Main A: GPU B: NVMe C: Production
B.2

PCIe Topology

Understanding how GPUs and NVMe devices connect through PCIe — and why topology determines whether peer-to-peer transfers work.

The PCIe Hierarchy

CPU + Root Complex PCIe Switch PCIe Switch GPU 0 NVMe 0 GPU 1 NVMe 1 P2P OK ✓ P2P OK ✓ Cross-switch P2P: Goes through CPU ✗
Root Complex (RC)
CPU-integrated PCIe controller. All transactions originate or terminate here unless using P2P.
PCIe Switch
Expands PCIe lanes. Critical feature: can route P2P transactions between ports WITHOUT going to CPU.
Endpoint
Leaf device (GPU, NVMe, NIC). Has BARs (Base Address Registers) for memory-mapped I/O.
Upstream Port
Switch port facing toward the root complex (CPU).
Downstream Port
Switch port facing toward endpoints (devices).

Peer-to-Peer (P2P) Transfers

P2P allows devices to transfer data directly, avoiding extra copies through CPU/system memory.

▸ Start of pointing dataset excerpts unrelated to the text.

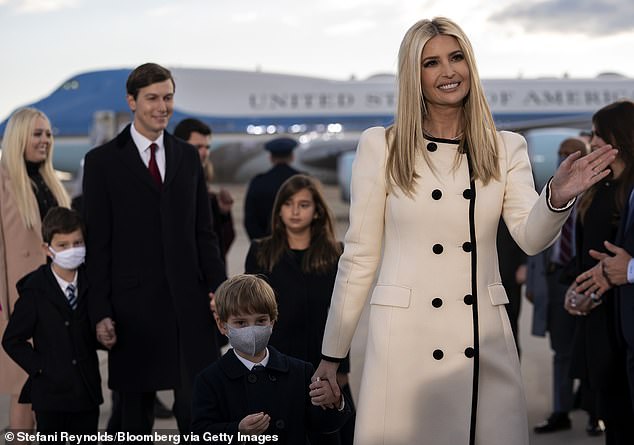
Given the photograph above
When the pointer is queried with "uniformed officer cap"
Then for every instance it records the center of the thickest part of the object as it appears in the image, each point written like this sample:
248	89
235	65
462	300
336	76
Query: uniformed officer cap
281	146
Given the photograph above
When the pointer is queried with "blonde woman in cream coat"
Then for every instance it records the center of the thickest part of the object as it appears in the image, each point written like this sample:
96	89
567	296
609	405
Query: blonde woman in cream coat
26	166
441	367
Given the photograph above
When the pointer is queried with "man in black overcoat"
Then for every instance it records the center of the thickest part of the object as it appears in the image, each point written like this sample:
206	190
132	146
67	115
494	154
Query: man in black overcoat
260	197
153	258
618	267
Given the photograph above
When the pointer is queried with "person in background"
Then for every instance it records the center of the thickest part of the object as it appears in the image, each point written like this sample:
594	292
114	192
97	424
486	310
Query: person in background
50	336
427	195
254	389
153	257
616	261
198	134
299	260
28	189
258	202
550	273
599	354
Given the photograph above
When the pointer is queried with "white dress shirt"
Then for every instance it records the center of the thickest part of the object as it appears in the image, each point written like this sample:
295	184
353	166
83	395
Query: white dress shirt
143	145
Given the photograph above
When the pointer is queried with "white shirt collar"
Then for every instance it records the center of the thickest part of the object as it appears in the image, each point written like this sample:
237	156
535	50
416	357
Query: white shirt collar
63	284
144	143
249	364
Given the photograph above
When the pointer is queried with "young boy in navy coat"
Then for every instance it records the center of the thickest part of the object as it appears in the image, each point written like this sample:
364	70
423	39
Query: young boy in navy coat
64	384
254	390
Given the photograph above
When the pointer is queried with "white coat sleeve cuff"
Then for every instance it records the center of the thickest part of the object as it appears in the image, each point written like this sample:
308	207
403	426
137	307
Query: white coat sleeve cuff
630	271
551	206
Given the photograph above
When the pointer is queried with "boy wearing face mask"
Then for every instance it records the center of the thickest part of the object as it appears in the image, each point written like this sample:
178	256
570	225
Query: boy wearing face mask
255	390
64	384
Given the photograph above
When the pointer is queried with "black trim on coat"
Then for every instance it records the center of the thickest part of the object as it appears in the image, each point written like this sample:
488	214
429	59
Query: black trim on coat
474	290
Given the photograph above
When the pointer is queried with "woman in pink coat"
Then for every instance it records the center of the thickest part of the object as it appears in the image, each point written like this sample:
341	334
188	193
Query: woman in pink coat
28	189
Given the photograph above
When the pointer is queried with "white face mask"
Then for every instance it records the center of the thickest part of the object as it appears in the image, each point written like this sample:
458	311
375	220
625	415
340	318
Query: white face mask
69	259
249	340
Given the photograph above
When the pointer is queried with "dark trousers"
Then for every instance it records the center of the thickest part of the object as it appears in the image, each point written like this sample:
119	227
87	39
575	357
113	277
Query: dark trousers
630	373
561	329
617	405
81	422
134	411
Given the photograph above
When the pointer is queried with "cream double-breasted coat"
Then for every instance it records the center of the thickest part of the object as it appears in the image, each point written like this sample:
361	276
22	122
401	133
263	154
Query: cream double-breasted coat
441	367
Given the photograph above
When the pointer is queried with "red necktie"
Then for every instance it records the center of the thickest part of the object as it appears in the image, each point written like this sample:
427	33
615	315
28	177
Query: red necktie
153	166
565	242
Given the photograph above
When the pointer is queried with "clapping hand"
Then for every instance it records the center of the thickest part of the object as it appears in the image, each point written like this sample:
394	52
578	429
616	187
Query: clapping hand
321	394
613	267
577	174
256	423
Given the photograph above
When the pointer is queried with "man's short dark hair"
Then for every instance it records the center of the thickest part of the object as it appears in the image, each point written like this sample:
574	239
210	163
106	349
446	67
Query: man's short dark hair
61	220
186	127
147	74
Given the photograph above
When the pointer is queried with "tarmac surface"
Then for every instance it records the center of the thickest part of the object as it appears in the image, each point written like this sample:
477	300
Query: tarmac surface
536	354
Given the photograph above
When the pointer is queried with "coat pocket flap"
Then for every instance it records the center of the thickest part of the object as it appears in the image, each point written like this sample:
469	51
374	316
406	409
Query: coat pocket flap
397	296
497	293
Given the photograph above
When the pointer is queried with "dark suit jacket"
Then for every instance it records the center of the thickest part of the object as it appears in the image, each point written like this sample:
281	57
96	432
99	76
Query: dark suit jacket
62	362
227	391
260	197
625	293
595	345
152	258
303	300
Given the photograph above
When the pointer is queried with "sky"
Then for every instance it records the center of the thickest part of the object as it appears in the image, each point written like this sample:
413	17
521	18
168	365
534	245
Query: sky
45	42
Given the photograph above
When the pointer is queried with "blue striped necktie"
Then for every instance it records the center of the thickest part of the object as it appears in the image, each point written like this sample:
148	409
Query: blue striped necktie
71	296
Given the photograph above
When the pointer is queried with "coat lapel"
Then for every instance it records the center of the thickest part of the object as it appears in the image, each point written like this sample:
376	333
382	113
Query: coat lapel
130	158
173	156
57	298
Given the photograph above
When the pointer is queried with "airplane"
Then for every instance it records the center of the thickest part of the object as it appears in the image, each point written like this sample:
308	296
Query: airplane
247	108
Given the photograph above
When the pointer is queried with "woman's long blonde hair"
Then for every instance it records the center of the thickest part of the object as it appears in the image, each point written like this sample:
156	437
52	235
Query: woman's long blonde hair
16	138
405	137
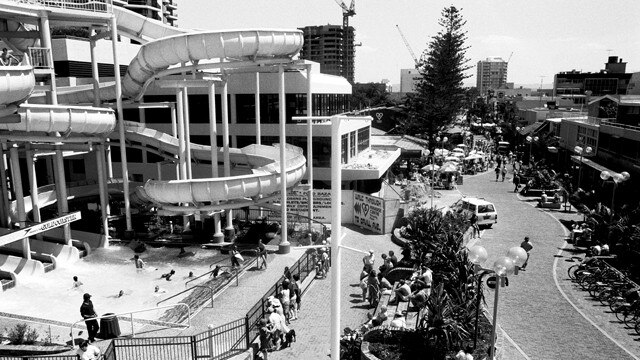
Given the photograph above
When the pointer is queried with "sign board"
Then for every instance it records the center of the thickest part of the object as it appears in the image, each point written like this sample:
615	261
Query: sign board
368	212
38	228
298	203
491	282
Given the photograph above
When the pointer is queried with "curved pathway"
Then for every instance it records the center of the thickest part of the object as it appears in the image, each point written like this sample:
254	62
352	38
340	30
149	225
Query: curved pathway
533	310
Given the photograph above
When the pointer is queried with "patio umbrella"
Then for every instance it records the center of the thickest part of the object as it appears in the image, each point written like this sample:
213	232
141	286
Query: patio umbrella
473	157
449	167
430	167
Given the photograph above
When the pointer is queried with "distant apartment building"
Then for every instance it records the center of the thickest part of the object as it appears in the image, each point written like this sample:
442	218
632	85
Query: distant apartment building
325	44
409	78
612	80
491	75
162	10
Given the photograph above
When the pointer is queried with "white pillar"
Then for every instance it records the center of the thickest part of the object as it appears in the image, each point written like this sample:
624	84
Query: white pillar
174	132
4	221
310	145
257	110
218	236
182	158
187	131
94	69
123	149
104	195
284	247
225	144
33	188
16	179
336	236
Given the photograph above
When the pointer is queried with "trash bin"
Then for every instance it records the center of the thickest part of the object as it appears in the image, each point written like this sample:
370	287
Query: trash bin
109	327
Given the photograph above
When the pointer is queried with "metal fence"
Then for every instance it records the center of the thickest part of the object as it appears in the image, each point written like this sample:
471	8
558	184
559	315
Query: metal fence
41	357
303	267
39	58
219	343
85	5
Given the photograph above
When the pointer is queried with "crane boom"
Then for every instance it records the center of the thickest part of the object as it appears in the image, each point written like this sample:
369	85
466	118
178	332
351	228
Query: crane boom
406	43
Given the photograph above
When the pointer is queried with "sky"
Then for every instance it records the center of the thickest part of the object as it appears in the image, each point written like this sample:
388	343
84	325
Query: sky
545	36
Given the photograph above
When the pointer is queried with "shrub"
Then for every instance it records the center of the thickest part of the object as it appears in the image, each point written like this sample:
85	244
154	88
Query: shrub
22	334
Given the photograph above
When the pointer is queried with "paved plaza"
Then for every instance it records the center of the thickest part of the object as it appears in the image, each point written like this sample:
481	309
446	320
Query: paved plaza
542	315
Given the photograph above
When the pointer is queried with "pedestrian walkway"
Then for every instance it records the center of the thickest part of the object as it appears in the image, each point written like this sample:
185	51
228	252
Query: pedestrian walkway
539	320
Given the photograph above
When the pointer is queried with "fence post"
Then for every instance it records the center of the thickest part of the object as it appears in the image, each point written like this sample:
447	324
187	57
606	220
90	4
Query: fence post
246	330
211	354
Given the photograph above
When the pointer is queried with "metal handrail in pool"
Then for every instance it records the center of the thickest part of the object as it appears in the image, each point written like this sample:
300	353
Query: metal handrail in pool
133	333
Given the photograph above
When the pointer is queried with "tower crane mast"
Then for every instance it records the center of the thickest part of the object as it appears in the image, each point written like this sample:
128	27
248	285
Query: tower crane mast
406	43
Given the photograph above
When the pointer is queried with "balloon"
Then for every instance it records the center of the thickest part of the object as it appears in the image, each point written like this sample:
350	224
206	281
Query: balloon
478	254
504	266
518	255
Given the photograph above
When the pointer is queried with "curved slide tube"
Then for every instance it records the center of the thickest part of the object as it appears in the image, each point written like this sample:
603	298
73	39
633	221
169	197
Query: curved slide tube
16	85
64	119
182	46
264	180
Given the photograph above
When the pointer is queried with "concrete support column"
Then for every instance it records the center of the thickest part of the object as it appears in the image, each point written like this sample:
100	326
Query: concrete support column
33	188
228	230
182	149
94	69
16	181
310	146
336	236
174	132
284	247
104	196
61	192
6	204
218	236
182	156
257	110
123	149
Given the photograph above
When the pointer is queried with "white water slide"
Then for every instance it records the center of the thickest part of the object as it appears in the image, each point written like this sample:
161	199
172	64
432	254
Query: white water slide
171	47
232	191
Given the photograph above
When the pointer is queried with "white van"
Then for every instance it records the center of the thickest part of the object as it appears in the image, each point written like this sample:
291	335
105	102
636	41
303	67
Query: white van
484	210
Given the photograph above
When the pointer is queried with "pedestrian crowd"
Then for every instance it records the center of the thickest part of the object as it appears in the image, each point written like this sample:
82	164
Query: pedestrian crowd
283	308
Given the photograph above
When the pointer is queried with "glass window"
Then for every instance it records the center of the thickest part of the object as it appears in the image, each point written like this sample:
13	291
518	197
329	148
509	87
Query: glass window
352	144
363	139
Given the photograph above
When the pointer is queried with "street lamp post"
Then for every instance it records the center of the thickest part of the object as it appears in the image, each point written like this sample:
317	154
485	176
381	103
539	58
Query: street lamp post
582	151
617	178
531	140
503	266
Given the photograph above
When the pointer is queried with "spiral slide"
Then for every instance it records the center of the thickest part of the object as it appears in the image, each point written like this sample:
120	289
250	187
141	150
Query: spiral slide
232	191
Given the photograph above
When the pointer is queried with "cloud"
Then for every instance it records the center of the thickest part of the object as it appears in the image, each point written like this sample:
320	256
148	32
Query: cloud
499	39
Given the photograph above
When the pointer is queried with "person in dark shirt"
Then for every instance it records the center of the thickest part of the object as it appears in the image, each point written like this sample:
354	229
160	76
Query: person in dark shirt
87	311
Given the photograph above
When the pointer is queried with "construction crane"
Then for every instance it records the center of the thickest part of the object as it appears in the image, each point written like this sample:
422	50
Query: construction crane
406	43
347	12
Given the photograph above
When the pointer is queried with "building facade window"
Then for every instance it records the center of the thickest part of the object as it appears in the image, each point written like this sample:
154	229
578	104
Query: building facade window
363	139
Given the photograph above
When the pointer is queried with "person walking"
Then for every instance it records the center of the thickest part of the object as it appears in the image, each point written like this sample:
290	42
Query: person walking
516	181
527	246
87	312
262	254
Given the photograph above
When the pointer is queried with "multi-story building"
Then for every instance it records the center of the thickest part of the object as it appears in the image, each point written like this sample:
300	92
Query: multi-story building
612	80
409	78
162	10
333	47
491	75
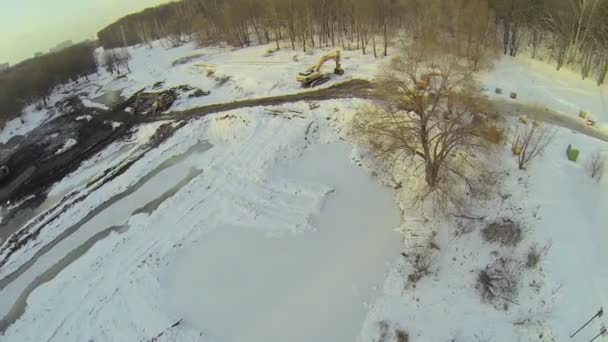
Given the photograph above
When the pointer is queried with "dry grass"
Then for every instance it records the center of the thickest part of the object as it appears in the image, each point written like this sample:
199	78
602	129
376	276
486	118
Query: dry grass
504	232
596	166
533	257
401	335
385	334
535	254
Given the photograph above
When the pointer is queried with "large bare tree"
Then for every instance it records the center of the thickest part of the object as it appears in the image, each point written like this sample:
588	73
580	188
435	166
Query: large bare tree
427	120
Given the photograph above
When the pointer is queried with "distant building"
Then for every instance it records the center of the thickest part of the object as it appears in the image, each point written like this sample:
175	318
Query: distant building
62	46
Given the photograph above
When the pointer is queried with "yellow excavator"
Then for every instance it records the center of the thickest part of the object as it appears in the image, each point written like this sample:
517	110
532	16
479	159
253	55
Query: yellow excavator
313	76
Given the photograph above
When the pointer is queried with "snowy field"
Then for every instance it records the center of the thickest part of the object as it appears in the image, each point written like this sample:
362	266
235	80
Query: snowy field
251	226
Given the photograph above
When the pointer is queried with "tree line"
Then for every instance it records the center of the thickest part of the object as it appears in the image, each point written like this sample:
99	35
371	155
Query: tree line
32	81
569	32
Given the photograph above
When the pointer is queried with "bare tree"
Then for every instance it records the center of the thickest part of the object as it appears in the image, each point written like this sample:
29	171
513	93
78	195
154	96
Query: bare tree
596	166
427	122
530	143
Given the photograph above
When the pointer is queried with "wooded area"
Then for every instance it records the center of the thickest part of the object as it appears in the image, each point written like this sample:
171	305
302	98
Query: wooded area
33	80
572	33
563	32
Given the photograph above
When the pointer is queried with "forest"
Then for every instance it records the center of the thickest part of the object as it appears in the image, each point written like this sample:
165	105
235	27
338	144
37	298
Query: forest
565	33
32	81
570	33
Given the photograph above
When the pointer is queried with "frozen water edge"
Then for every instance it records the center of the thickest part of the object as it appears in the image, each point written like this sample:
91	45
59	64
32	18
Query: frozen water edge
237	284
14	290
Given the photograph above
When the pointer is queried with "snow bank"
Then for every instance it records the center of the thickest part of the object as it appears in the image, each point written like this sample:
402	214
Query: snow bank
71	142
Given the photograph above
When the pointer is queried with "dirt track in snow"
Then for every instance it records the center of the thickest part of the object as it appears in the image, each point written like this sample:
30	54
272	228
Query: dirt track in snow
545	115
356	88
359	88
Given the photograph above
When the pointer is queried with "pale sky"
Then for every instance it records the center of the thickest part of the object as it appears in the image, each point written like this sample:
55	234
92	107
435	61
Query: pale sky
29	26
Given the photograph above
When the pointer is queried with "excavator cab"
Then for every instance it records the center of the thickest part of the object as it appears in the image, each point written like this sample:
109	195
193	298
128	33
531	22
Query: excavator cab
313	76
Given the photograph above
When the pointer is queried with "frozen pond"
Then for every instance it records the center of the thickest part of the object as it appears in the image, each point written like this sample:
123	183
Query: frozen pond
240	285
145	196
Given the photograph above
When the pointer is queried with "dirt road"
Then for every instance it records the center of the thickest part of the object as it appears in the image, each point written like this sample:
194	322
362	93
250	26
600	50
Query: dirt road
356	88
542	114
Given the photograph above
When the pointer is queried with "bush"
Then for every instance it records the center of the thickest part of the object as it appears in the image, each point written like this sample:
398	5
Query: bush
498	283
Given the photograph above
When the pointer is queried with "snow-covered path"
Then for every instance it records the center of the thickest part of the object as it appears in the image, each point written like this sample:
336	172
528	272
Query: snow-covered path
538	83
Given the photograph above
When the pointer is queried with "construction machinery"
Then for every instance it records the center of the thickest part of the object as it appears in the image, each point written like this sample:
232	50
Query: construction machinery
313	76
425	81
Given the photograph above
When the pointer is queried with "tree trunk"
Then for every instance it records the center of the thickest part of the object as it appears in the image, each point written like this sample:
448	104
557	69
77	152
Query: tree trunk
385	38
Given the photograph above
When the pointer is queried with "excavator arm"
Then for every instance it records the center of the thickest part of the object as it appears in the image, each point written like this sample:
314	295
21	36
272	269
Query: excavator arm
425	81
334	56
313	76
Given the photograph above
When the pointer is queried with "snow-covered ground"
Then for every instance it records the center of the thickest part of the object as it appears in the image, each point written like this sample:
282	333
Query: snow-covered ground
539	83
274	233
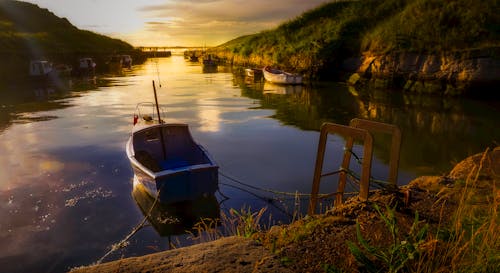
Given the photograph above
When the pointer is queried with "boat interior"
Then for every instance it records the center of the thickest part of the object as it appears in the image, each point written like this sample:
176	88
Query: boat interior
179	149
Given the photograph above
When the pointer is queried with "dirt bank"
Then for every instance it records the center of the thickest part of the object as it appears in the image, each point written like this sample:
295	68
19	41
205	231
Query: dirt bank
319	243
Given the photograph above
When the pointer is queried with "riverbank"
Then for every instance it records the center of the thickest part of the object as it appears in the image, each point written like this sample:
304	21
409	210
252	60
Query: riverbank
471	72
434	224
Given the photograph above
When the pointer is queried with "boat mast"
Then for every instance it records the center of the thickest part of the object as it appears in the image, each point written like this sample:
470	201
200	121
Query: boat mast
159	122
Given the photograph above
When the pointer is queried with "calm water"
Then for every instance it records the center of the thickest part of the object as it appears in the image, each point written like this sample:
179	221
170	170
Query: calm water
65	182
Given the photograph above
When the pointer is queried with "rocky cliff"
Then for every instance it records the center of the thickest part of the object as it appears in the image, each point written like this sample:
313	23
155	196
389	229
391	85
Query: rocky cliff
474	73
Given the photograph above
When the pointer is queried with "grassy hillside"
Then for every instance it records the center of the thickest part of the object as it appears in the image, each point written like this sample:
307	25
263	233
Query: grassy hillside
29	32
319	39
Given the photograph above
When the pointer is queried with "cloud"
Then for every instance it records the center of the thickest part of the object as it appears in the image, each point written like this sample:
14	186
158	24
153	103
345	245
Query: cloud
213	22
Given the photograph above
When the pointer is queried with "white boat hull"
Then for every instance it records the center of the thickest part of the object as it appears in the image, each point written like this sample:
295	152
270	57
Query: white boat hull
281	77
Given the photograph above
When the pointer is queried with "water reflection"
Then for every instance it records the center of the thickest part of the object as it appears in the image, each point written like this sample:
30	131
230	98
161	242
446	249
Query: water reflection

This is critical for GPUDirect Storage.

❌ Without P2P
NVMe → CPU Memory → GPU

2 PCIe traversals
2 memory copies
CPU involved
✓ With P2P
NVMe → PCIe Switch → GPU

1 PCIe traversal
0 memory copies
CPU bypassed in bulk data path (control stays on CPU)
✓ P2P Works When:
  • GPU and NVMe are under the same PCIe switch
  • ACS (Access Control Services) is disabled on the path
  • IOMMU allows the transaction (or is disabled)
  • Both devices support P2P (most modern ones do)

ACS: The P2P Killer

⚠️ Access Control Services (ACS)

ACS can prevent endpoint-to-endpoint P2P on some platforms depending on ACSCtl bits and topology.

Check ACS Status

$ lspci -vvv | grep -i "ACS" Capabilities: [100] Access Control Services ACSCap: SrcValid+ TransBlk+ ReqRedir+ CmpltRedir+ UpstreamFwd+ EgressCtrl- DirectTrans- ACSCtl: SrcValid- TransBlk- ReqRedir- CmpltRedir- UpstreamFwd- EgressCtrl- DirectTrans-

ACSCtl shows - for all = ACS disabled (good for P2P). If you see +, P2P won't work.

Disable ACS (If Needed)

# Add to kernel command line (GRUB) pci=noacs # Or disable at runtime for specific device setpci -s 0000:3a:00.0 ECAP_ACS+6.w=0000
💡 Production Note

In virtualized environments (VMs, containers with device passthrough), you may need ACS for security. This creates a fundamental tension: security vs. performance. Some organizations use dedicated bare-metal nodes for GPU training to avoid this tradeoff.

Discovering Your Topology

nvidia-smi topo

$ nvidia-smi topo -m GPU0 GPU1 GPU2 GPU3 NVMe0 NVMe1 CPU GPU0 X NV12 SYS SYS PHB NODE SYS GPU1 NV12 X SYS SYS NODE PHB SYS GPU2 SYS SYS X NV12 SYS SYS PHB GPU3 SYS SYS NV12 X SYS SYS PHB
PHB
PCIe Host Bridge — same CPU socket, different root port. P2P possible.
NODE
Same NUMA node. May involve PCIe switch. Check with lspci.
SYS
Cross-socket via QPI/UPI. P2P unlikely to work efficiently.
NV##
NVLink connection (GPU-to-GPU only). 12 = NVLink Gen4 bidirectional.

lspci Tree View

$ lspci -tv -[0000:00]-+-00.0 Intel Root Complex +-1c.0-[01-02]----00.0 PCIe Switch | \-[02]--+-00.0 NVIDIA GPU | \-01.0 Samsung NVMe \-1d.0-[03]----00.0 Intel NIC

GPU and NVMe under same switch [01-02] = P2P should work (if ACS disabled).

NUMA and Storage Affinity

In multi-socket systems, each CPU has its own PCIe lanes. Accessing storage on the "wrong" NUMA node adds latency.

✓ Local Access

GPU → Local PCIe → NVMe

~2-3 μs latency

✗ Remote Access

GPU → QPI/UPI → Remote PCIe → NVMe

~5-8 μs latency (+100-200%)

# Check NUMA node for a device $ cat /sys/bus/pci/devices/0000:3a:00.0/numa_node 0 # Check which GPUs are on which NUMA node $ nvidia-smi topo -m | head -1
💡 Best Practice

For GPUDirect Storage, ensure GPU and NVMe are on the same NUMA node AND under the same PCIe switch. This is a hardware/BIOS configuration decision — plan it before deployment.